Perhaps the biggest obstacle to improving case acceptance is the financial aspect. However, you can present your fees and payment options in a way that won’t scare patients off and will make the treatments more appealing.
First of all, it’s important to know that a patient’s initial concern about the cost won’t be exactly how much it is, but how it has to be paid. For many patients, optional dental care that is strictly cosmetic is a major purchase, and they know that they have options for where they receive the treatment, as well.
The way you present the treatment fee and payment option could be what makes or breaks your case acceptance rate. Fortunately, fee presentation is something that has been studied and detailed by the dental industry, so there is a science to it. If fees are presented in a certain way, it can greatly improve your case acceptance rate.
– Present fees in written form, and make sure it is clear and simple for patients to understand. Give patients their options in writing, which will help them understand it better and make an easier decision. Written forms also promote consistency within the practice, which is important for maintaining trust.
– Present multiple options to every patient that fulfill nearly everyone’s needs to maximize case acceptance. You never know when a patient can write you a check for the lump sum, or when a patient will prefer to spread payments out over time. Consider outside financing options for patients, as well. According to a study conducted by the Academy of Dental CPAs, the availability of outside financing increased case acceptance by 282%.
– Ease your patients’ worries with a “no initial payment” option. Allow them to start treatments without an initial payment, which will make them more open to additional treatment options.

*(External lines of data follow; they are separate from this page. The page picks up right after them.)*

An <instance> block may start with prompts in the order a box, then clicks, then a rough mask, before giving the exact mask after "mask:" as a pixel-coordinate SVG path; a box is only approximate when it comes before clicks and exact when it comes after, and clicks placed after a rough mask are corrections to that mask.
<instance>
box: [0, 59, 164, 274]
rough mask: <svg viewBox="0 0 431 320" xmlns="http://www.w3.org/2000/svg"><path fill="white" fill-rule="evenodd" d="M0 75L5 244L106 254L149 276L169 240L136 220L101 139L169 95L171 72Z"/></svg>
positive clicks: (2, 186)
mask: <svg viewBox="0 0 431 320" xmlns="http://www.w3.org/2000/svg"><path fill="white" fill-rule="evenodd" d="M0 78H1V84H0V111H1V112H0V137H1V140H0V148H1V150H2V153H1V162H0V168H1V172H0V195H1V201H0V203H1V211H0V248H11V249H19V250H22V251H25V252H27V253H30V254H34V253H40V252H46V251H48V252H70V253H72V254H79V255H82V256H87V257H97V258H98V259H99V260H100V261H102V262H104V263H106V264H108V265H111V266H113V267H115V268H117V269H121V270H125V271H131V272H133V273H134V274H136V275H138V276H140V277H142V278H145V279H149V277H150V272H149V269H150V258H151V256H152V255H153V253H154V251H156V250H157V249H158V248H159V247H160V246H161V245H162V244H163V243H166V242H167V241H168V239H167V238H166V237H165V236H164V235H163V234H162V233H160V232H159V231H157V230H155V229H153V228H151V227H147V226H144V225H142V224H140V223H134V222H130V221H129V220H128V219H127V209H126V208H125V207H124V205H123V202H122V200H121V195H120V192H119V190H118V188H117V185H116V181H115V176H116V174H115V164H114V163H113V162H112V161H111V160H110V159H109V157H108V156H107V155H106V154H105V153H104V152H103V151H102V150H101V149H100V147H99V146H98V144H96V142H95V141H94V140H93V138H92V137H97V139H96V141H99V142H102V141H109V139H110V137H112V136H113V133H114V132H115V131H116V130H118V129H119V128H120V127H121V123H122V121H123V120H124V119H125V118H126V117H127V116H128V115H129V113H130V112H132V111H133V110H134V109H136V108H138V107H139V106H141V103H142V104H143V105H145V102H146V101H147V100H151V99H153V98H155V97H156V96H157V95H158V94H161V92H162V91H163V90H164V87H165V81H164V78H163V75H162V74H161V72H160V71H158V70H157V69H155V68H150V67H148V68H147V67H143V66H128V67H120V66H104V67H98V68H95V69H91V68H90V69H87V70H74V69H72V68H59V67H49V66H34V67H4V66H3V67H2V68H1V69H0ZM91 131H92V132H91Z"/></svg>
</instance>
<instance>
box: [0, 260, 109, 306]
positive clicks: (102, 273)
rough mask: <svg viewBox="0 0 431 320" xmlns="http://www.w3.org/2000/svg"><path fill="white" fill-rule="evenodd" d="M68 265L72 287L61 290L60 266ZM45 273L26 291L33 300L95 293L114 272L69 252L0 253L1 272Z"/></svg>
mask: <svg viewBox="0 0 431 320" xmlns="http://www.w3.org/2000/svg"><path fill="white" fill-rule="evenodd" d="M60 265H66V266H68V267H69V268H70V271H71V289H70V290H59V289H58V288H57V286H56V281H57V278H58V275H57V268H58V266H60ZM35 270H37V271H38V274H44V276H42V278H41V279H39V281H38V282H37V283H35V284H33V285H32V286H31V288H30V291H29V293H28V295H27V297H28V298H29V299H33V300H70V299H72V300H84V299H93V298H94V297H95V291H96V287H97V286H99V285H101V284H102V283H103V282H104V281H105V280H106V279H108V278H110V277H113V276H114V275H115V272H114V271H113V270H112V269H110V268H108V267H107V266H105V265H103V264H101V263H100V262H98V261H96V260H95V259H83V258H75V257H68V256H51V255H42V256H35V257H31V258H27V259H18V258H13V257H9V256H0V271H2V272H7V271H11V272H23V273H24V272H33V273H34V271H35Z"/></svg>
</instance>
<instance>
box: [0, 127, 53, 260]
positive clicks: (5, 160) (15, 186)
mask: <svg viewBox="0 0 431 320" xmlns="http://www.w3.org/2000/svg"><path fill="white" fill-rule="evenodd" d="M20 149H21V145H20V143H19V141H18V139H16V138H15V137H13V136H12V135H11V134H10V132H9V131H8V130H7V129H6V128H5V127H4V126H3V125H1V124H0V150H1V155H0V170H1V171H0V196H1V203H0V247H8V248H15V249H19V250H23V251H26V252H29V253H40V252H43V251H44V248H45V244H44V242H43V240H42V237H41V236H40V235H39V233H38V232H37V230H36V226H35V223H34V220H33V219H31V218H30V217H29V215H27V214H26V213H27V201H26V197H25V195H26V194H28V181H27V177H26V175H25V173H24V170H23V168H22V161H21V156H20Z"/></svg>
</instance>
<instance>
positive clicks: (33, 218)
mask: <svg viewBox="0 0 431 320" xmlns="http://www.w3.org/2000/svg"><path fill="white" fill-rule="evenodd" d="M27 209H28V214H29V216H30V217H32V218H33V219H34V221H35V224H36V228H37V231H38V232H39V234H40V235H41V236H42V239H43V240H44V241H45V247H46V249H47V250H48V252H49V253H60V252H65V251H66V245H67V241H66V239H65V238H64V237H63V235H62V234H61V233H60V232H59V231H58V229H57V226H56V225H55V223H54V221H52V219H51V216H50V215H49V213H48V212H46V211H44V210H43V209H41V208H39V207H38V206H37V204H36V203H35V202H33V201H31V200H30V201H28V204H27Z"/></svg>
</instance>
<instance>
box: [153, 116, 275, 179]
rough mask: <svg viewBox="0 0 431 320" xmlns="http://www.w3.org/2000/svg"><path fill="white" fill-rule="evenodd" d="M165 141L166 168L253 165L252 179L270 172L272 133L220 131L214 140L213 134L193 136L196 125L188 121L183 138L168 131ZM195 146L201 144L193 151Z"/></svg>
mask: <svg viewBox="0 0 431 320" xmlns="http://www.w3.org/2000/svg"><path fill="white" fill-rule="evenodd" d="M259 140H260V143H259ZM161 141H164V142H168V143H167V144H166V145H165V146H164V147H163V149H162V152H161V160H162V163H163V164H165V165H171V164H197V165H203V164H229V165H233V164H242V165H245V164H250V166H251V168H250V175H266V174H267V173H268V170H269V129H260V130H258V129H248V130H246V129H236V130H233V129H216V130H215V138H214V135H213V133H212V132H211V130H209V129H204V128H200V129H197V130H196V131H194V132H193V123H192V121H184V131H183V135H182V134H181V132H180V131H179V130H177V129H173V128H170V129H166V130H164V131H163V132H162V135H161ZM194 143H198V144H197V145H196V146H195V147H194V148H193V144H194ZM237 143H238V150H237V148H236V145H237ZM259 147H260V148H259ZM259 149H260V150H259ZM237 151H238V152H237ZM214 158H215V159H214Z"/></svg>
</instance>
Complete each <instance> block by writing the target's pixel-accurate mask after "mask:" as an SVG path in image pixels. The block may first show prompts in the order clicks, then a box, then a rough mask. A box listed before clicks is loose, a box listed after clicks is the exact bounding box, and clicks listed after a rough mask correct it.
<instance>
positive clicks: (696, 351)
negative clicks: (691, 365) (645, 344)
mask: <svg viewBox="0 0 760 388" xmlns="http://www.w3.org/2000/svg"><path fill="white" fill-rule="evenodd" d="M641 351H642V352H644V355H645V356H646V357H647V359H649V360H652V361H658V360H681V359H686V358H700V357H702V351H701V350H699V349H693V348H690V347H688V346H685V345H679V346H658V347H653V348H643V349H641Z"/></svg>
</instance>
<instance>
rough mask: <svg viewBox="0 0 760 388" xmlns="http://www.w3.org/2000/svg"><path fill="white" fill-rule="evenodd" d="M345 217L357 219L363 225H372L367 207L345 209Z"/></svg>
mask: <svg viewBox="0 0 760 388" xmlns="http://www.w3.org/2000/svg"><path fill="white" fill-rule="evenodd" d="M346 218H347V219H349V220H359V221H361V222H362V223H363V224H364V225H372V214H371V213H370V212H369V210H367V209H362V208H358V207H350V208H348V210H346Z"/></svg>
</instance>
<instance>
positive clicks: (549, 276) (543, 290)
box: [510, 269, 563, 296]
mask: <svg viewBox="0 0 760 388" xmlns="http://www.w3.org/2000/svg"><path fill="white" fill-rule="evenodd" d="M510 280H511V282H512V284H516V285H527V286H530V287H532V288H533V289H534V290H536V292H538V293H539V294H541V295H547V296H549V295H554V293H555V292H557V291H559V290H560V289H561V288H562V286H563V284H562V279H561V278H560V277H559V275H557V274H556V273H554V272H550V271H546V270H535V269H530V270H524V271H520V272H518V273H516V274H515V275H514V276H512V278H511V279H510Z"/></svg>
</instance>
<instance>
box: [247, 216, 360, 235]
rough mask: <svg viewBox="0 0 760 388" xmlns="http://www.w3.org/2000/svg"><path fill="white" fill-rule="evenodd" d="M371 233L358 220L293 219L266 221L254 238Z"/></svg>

– Allow your patients to choose which payment option works best for them. Of course, payment in full in advance is what you’d prefer, but you will lose out on patients if that is all you accept. However, you can make that option more appealing by offering a percentage discount if the patient pays in full in advance.
With the right presentation and options, your patients will change their frame of mind from “How can I afford this?” to “When can I start?”
Make the Appointment
If a patient agrees to additional treatment, the office should schedule an appointment right away. If a patient says they need time to think about it, then have the front desk staff call them the next day to follow up. Sometimes the additional prompt is all a patient needs to schedule a treatment. Consider developing a script for the follow up call that will help improve case acceptance.
Learn From the “No’s”
A 100% case acceptance rate would be wonderful, but is unlikely. You are going to hear “no” from patients sometimes, but you can learn from those rejections. There will be future opportunities to present treatment again, and maybe you’ll have a better strategy in place at that time. Understand the reason behind a rejection so future presentations can be tailored to those obstacles.
Your practice already strives for clinical excellence, but a successful practice also needs to focus on improving case acceptance. Dentists and their teams must learn how to build a trusting relationship with their patients that allows them to present treatments in a way that shows them the benefits, eases and worries or fears, and motivates them to accept.
Presentation, scripting, consistency, and follow through are all keys to improving case acceptance rates for dental offices.